Using what you've learned, create your personas one by one with the most actionable and noteworthy characteristics. Each profile should include demographic and behavioral information and a short biography. Find a stock photo to help your team visualize your persona and add it to your personas' respective profiles.
At this point, you should have a rough draft of a realistic profile of someone you might see buying your products. Each persona should be relatively short, with the bio taking up no more than three to four sentences and the behavioral information listed as adjectives.
The longer your persona is, the less likely your team members will read it. Still, it should be compelling enough to be memorable. Consider including a short quote from one of the initial interviews that epitomizes your persona in your document.
When you've developed a few complete personas, share them with sales, marketing, and product team members, and solicit feedback. Work alongside your colleagues, especially long-tenured ones, before finalizing your personas to gather insights you may have missed.

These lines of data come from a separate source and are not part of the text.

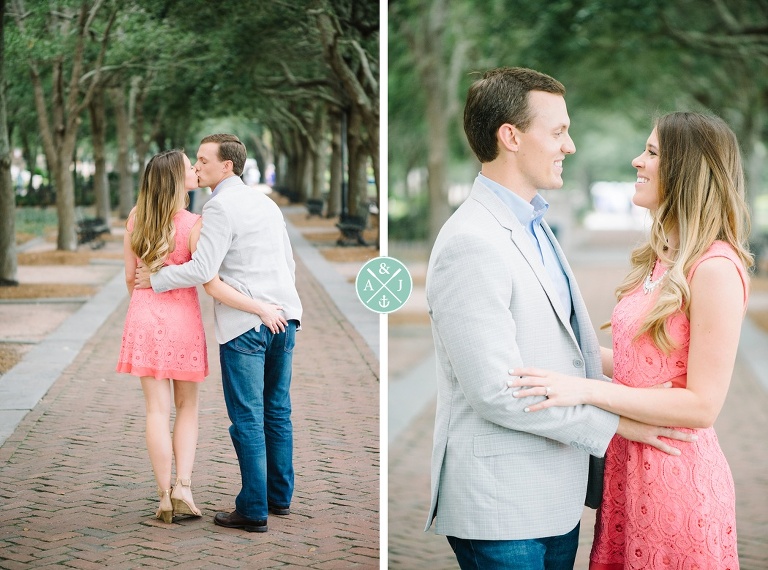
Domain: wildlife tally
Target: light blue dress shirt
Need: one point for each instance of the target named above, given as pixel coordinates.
(530, 216)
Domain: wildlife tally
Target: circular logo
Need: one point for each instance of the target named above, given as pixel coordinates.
(383, 284)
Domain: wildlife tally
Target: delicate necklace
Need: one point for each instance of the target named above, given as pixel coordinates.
(649, 285)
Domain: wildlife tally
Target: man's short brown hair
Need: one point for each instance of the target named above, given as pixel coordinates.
(500, 97)
(230, 148)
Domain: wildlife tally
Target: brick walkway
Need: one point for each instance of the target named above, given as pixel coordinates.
(741, 428)
(76, 486)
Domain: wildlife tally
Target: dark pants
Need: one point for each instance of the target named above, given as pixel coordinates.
(256, 377)
(550, 553)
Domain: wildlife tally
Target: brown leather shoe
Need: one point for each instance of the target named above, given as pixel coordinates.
(236, 520)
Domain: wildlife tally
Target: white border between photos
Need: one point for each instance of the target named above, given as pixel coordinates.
(383, 319)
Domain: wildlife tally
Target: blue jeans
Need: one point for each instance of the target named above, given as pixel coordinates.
(256, 377)
(549, 553)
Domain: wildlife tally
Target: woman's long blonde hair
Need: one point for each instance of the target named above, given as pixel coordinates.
(701, 196)
(160, 195)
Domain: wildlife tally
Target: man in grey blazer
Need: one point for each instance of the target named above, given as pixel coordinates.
(508, 488)
(244, 240)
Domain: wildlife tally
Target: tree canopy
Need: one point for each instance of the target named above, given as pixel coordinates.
(119, 79)
(621, 62)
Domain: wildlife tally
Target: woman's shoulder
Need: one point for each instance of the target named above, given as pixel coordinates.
(722, 249)
(186, 218)
(719, 249)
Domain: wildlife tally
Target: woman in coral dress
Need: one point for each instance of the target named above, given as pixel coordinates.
(163, 339)
(676, 327)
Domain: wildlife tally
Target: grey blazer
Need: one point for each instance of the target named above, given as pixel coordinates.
(244, 240)
(499, 473)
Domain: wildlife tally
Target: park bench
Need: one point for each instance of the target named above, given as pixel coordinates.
(758, 245)
(315, 207)
(90, 230)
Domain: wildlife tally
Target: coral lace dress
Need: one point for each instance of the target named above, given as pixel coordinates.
(163, 335)
(660, 511)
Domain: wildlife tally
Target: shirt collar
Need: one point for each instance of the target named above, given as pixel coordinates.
(527, 213)
(229, 181)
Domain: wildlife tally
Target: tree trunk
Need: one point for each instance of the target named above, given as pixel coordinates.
(7, 193)
(318, 156)
(125, 177)
(336, 167)
(98, 114)
(358, 160)
(65, 201)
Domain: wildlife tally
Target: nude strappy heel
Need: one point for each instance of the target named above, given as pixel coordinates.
(165, 512)
(182, 505)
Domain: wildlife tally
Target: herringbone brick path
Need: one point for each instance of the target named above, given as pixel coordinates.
(76, 486)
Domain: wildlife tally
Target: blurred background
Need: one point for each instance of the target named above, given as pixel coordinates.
(622, 62)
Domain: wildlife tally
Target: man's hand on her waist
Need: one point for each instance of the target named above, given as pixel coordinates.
(143, 274)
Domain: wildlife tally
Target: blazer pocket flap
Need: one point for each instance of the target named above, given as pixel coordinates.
(508, 442)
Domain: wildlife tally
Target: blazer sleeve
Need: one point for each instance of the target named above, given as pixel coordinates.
(213, 244)
(470, 292)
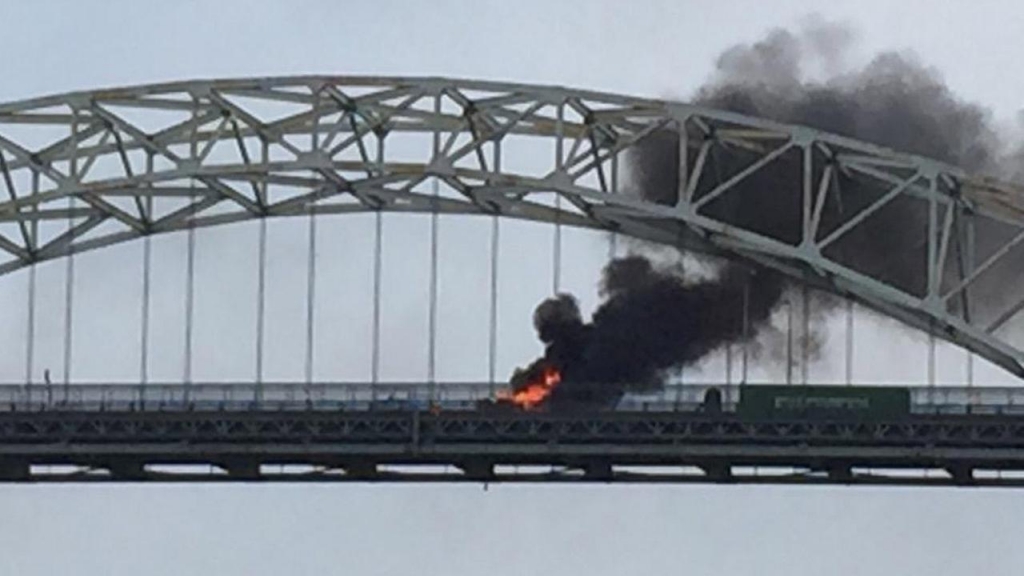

By taking this approach, you may gain some needed buy-in for your efforts, making it more likely that your organization will adopt your customer personas as intended.
Once you've finalized your customer personas, it’s time to craft targeted messaging. Consider how you'd communicate with them across multiple channels. Use marketing and sales appeals to engage them in light of their goals, motivations, and pain points.
Review your pricing and distribution strategies to determine whether you need to make adjustments. Work with your product teams to identify ways to improve your product's appeal in light of what you've learned.
Customer personas can be a tremendously helpful guide for crafting marketing and sales content, improving your odds of it connecting with customers.
Continue to test how your marketing campaigns resonate with your target audience, as your customers and their needs will change over time. Periodically revisit and update your customer personas to ensure they are still optimal.
If you review and update them every six months, you won't need the same extensive amount of market research. You can also be much more confident that they’ll capture the changing dynamic of your customer base.
An effective consumer persona includes:
Relevant demographic information
The goals the persona wants to achieve
Personal characteristics that drive those goals
The challenges they face
What influences them when they attempt to achieve their goals/address their challenges
A persona may include more or less of these components. What's important is they implore actionable and relevant data as conversation devices in customer strategy discussions.
A persona is a fictional composite of an existing customer segment. Businesses use customer personas to craft mass marketing messages that appeal to their target audience.
Simply put, a customer persona is a fictional person that represents the whole or part of your customer base.
A product or user persona is a fictional representation of a product's users. It typically includes relevant demographic and behavioral information. It helps business product teams better understand what features are important to existing and prospective customers.
Marketing and sales teams also find product personas helpful to craft messaging to distinguish their products from competing ones.
Developing a product persona is similar to developing a customer persona. Beyond representative demographic data, you'll need to obtain or conduct market research to understand how your product's users are using it, what problems it solves, and why they chose to use it.